Media and Events

Dangers of the “Blame Game” (& What Blame Really Reveals)

By December 4, 2020 No Comments

When we’re hurt and angry, we want someone to be held accountable for our pain. But, sorry to say, the blame game only hurts us. Of this much, we’re sure.

The hard and fast truth: personal accountability is sexy. Nobody likes to have the finger pointed at them, especially when the soft and slow truth: everyone who has touched a situation has some connection and accountability towards its cause.

I know that may be hard to believe, especially when suing over spilled coffee and other ridiculous matters are so popular and prevalent. People aren’t looking for accountability; they’re often looking for a payday or to soothe their own guilt in some way. By all means, I know there are careless people and corporations who, if no one ever takes them to account, they won’t be held accountable.

However, in inter-personal relationships, the one playing the blame game will never really find happiness as they won’t ever fully experience their own power, they’re giving it away with the blame to someone else. So, instead of indulging in the game, here’s what you can do when the beast of blame rears its ugly head.

Do Yourself a Favor: Look at the Big Picture

When it comes to putting the blame on one person in a situation, it’s just never true. Every physical world event has a series of choices that were made and created it. Those choices were influenced by many people and experiences. Focusing the blame on one person is only a deterrent to the resolution or completion you’re seeking by pointing your finger in the first place.

Be Kind to Others: Look a little Deeper

Every physical world event has a genealogy. A family history. Every choice was made or influenced by a series of people. Sit down and write out all of the people that touched or influenced the deciding factors resulting in the event in question. Begin with the event itself and the decision makers and then go back in time chronicling everything from why the people involved may have done what they did and the influences on their life. More healing and resolution will come from understanding this history than blame can ever create.
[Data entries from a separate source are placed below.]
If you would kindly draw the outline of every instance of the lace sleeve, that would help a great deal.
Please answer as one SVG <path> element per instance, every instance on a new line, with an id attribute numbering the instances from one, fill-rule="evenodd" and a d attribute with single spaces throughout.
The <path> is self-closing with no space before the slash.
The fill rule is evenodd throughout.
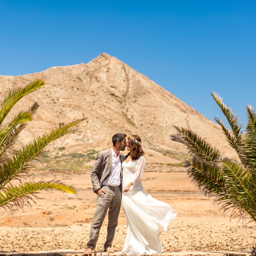
<path id="1" fill-rule="evenodd" d="M 145 167 L 145 158 L 143 156 L 140 156 L 137 161 L 135 167 L 135 173 L 131 180 L 133 184 L 135 184 L 141 178 Z"/>

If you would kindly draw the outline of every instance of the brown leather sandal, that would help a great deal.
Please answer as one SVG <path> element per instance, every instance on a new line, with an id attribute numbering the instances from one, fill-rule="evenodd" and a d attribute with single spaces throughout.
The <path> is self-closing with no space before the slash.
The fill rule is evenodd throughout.
<path id="1" fill-rule="evenodd" d="M 90 247 L 87 247 L 87 249 L 84 250 L 84 254 L 85 256 L 89 256 L 90 255 L 92 255 L 92 248 Z"/>
<path id="2" fill-rule="evenodd" d="M 115 252 L 115 251 L 112 249 L 111 249 L 111 247 L 107 247 L 106 249 L 104 249 L 104 251 L 108 253 L 113 253 Z"/>

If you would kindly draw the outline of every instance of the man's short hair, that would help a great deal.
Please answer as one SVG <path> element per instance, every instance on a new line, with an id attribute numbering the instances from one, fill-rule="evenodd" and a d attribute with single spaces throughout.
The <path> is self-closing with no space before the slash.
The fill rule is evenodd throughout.
<path id="1" fill-rule="evenodd" d="M 127 136 L 126 134 L 124 133 L 116 133 L 112 137 L 112 142 L 113 143 L 113 146 L 115 146 L 117 141 L 121 143 L 121 141 L 123 140 L 123 139 L 125 137 L 126 137 Z"/>

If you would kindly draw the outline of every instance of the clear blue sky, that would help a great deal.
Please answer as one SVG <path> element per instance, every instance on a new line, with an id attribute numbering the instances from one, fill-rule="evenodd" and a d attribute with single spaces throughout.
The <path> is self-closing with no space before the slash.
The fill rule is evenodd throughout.
<path id="1" fill-rule="evenodd" d="M 255 1 L 0 1 L 0 33 L 2 75 L 107 52 L 212 120 L 212 91 L 256 106 Z"/>

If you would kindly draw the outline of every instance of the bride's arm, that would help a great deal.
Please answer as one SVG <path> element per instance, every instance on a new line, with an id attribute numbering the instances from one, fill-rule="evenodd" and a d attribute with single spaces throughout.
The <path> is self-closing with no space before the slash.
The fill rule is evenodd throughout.
<path id="1" fill-rule="evenodd" d="M 124 188 L 123 192 L 128 192 L 130 190 L 130 188 L 141 178 L 145 167 L 145 158 L 143 156 L 140 156 L 136 164 L 135 173 L 133 175 L 133 177 L 132 181 Z"/>

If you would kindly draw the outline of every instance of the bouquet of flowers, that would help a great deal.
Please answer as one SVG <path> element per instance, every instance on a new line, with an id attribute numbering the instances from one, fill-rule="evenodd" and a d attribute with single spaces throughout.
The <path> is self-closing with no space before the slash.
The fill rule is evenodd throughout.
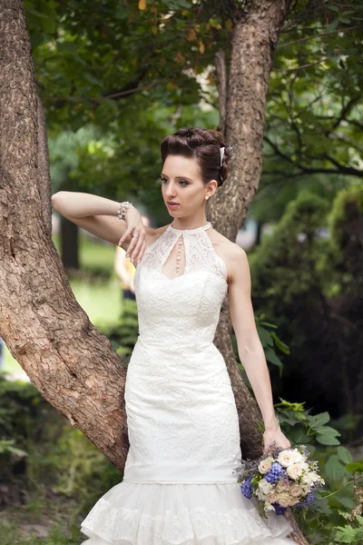
<path id="1" fill-rule="evenodd" d="M 269 454 L 247 461 L 234 471 L 242 494 L 253 499 L 265 517 L 268 511 L 284 514 L 289 507 L 304 510 L 313 500 L 315 490 L 325 484 L 318 462 L 309 461 L 309 456 L 305 445 L 294 449 L 272 445 Z"/>

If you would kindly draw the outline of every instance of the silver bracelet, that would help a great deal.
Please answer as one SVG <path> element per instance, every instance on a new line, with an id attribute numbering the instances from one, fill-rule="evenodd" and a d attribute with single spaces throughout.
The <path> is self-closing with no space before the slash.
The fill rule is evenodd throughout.
<path id="1" fill-rule="evenodd" d="M 132 206 L 132 204 L 128 201 L 123 201 L 123 203 L 120 203 L 120 208 L 117 211 L 117 217 L 119 218 L 119 220 L 125 219 L 127 209 L 130 206 Z"/>

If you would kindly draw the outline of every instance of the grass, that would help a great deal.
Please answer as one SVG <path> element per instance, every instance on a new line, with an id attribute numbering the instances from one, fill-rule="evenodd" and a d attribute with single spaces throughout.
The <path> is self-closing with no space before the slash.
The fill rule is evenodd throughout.
<path id="1" fill-rule="evenodd" d="M 59 237 L 54 234 L 53 241 L 59 253 Z M 89 239 L 84 233 L 80 234 L 81 269 L 88 272 L 102 272 L 109 280 L 87 282 L 71 279 L 71 288 L 82 308 L 87 312 L 92 323 L 103 327 L 117 322 L 122 309 L 122 291 L 119 280 L 113 272 L 115 246 L 98 240 Z M 26 374 L 4 346 L 4 370 L 13 376 L 27 380 Z"/>

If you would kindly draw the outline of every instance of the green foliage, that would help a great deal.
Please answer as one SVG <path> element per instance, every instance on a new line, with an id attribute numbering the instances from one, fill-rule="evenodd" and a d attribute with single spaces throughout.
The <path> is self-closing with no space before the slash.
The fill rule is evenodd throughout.
<path id="1" fill-rule="evenodd" d="M 335 272 L 334 294 L 356 293 L 363 289 L 363 187 L 353 185 L 341 191 L 328 217 L 334 248 L 330 265 Z"/>
<path id="2" fill-rule="evenodd" d="M 289 354 L 289 348 L 287 344 L 282 342 L 282 341 L 278 337 L 275 331 L 273 331 L 277 328 L 277 325 L 275 325 L 274 323 L 270 323 L 269 322 L 265 322 L 265 314 L 255 316 L 255 321 L 260 341 L 265 352 L 266 361 L 271 363 L 272 365 L 276 365 L 279 368 L 280 376 L 281 376 L 283 364 L 278 356 L 278 351 L 283 352 L 284 354 Z M 237 363 L 242 375 L 243 381 L 248 385 L 250 390 L 251 390 L 249 378 L 243 368 L 243 362 L 241 362 L 240 360 L 237 338 L 234 332 L 232 332 L 231 339 L 234 355 L 237 360 Z"/>
<path id="3" fill-rule="evenodd" d="M 64 528 L 60 524 L 55 524 L 49 529 L 47 538 L 39 538 L 32 530 L 26 537 L 21 538 L 18 530 L 18 523 L 0 521 L 1 545 L 79 545 L 79 531 L 74 530 L 72 537 L 67 537 Z"/>
<path id="4" fill-rule="evenodd" d="M 291 357 L 284 377 L 291 395 L 299 391 L 293 376 L 312 391 L 310 403 L 333 406 L 340 399 L 340 412 L 354 420 L 361 413 L 357 376 L 363 339 L 355 325 L 363 287 L 361 195 L 353 187 L 338 193 L 330 212 L 329 201 L 301 193 L 250 259 L 254 307 L 289 340 Z M 286 362 L 284 355 L 281 361 Z M 346 439 L 358 437 L 360 430 L 359 424 L 355 431 L 346 426 Z M 334 436 L 320 440 L 337 444 Z"/>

Be True to Yourself: Forgiveness Comes through Grief

Anger and blame are always found hand in hand, they are indelibly linked. While they’re present, the truth will often be obscured. People tend to blame the last person to make a choice in a situation believing they are the cause of the event. An unfortunate position, indeed.

While having an object of your anger is often satisfying for a little while, the satisfaction doesn’t last, and piecemeal at best—leading to the inevitable sorrow to be revealed underneath. Grief and the expression of that sorrow is the hero in this story. Accept the loss or the change the event created and grieve its passing. Allowing yourself the process of mourning—to consciously change the way you will conduct your new way of life that the event has dictated—is the only way.

I worked with a woman once who caught her husband cheating. She was rightfully angry, but to her own detriment, was stuck in the bitterness and resentment of the betrayal. I did my best to explain to her that her resentment of her husband only hurt her. He’d moved on—and it was that fact that was the most painful to her. She’d been using her resentment to stay connected to him. For the first time, she said, she cried out of sadness instead of self-pity and anger. Her grief cleared the way to the understanding that the man she had married didn’t and couldn’t love her in the way she wanted. From that point on, the divorce went smoothly and she’s now in a relationship that brings her enormous joy.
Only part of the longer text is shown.